Philip Larkin, Letters to Monica

 

 

Son años, meses, segundos. Unos nos medimos por el calendario gregoriano, otros por el chino, el hebreo. Qué más dará; al final son maneras distintas de entender el tiempo, intentos de cuantificar nuestro paso por estos lares. Los árboles no soplan las velas de la tarta de cumpleaños, pero si les hiciéramos un corte horizontal, veríamos sus anillos en el tronco. Un anillo por cada año. Contaba Kirmen Uribe en ese gran inicio de Bilbao-New York-Bilbao, que el tiempo de los peces  también se mide por anillos en sus escamas, cosa que yo desconocía.
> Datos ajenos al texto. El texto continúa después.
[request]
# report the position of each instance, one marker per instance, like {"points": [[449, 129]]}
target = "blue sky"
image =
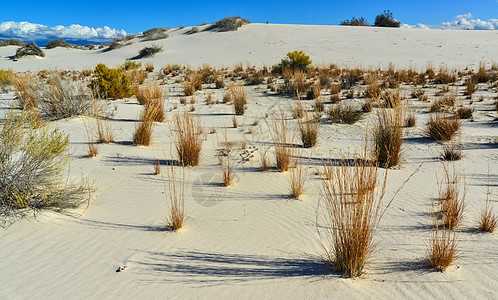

Y que por eso los peces y los árboles se parecen: se parecen en los anillos. Pero el tiempo lo medimos de muchas maneras. No hace falta que suene esa melodía siempre mal entonada del cumpleaños feliz –¿hay alguien ahí que lo sepa cantar bien?– para entender que el tiempo pasa. Solo hace falta echar un vistazo a la galería de fotografías del teléfono y ver que donde antes había fotos de borracheras infinitas, de fiestas en la playa y de viajes de amigos, empiezan a asomar las cabezas pelonas de los primeros bebés, los dientes de la niña de fulanito, la foto del salón de esa casa que tardarás treinta y cinco años en pagar –si es que al final logras pagarla–.

 

Es entonces cuando se me viene viene un libro a la cabeza, Cuatro amigos, de David Trueba, ese viaje de fin de juventud que es para mí, una de las mejores novelas españolas  acerca de cómo la amistad viaja a través del tiempo. Empieza así: “Siempre he sospechado que la amistad está sobrevalorada. Como los estudios universitarios, la muerte o las pollas largas.” Y tiene gracia, porque el inicio viene a contradecir el argumento del libro. Porque este es un libro sobre la amistad y sobre el tiempo. En él, cuatro casi-treintañeros –recordemos que los treinta son los nuevos veinte– cargan una furgoneta justo con lo imprescindible y deciden irse a cualquier sitio que no sea Madrid. Huyendo del calor pero también de esa flecha del tiempo que siempre se empeña en ir en la misma dirección, se disponen a quemar los últimos cartuchos de una juventud a la que no quieren despedir. Solo, el protagonista, siempre fue mi favorito. Es ese chico nostálgico que no quiere aceptar que Bárbara, el amor de su vida, se va a casar al final del verano, final también del libro y del trayecto en furgoneta. Esa boda marca el final de una época, el final de las esperanzas de Solo, que para más complicaciones, tiene que asistir a la boda. Con este libro, David Trueba logró que a lo largo de ese accidentado viaje muchos de nosotros nos viéramos reflejados y que nos preguntáramos, con un poco de miedo, si algún día también íbamos a partir en uno de esos viajes para intentar a toda costa detener el paso del tiempo.

 

Nos dicen que el tiempo pasa rápido. Pero muchas veces somos niños y no lo entendemos. Otras veces, somos jóvenes y no queremos entenderlo porque tenemos prisa por ser mayores. Después, empezamos a ser mayores y queremos que nos lo vuelvan a repetir pero ya queda menos tiempo. Y eso Jaime Gil de Biedma lo dijo mucho mejor que yo: «que la vida iba enserio uno lo empieza a comprender más tarde». Como en El club de los poetas muertos, cuando –en esa escena que habré visto cien veces– Robbin Williams señala unas fotos en blanco y negro que cuelgan de la pared y les dice a sus alumnos que se fijen bien porque todos aquellos jóvenes fuertes que un día pertenecieron al equipo de rugby, están hoy criando malvas. Cuando vi la escena por primera vez no entendí aquello de criando malvas. Luego ya vi que tenía que ver con aquello que decían luego: carpe diem. Seize the day, como se quiera llamar. Porque el tiempo, se mida por años, por anillos, círculos o por fotos de bebés en el teléfono, pasa. Clausuramos etapas a trompicones, a regañadientes, porque lo cierto es que lo único que tenemos bien amarrado es este presente que siempre se está convirtiendo en pasado. Y da miedo. Sí, da miedo pensar a la velocidad que las fotos de borracheras se convierten en los sonrisas desdentadas de niños a los que hasta hace poco no conocíamos.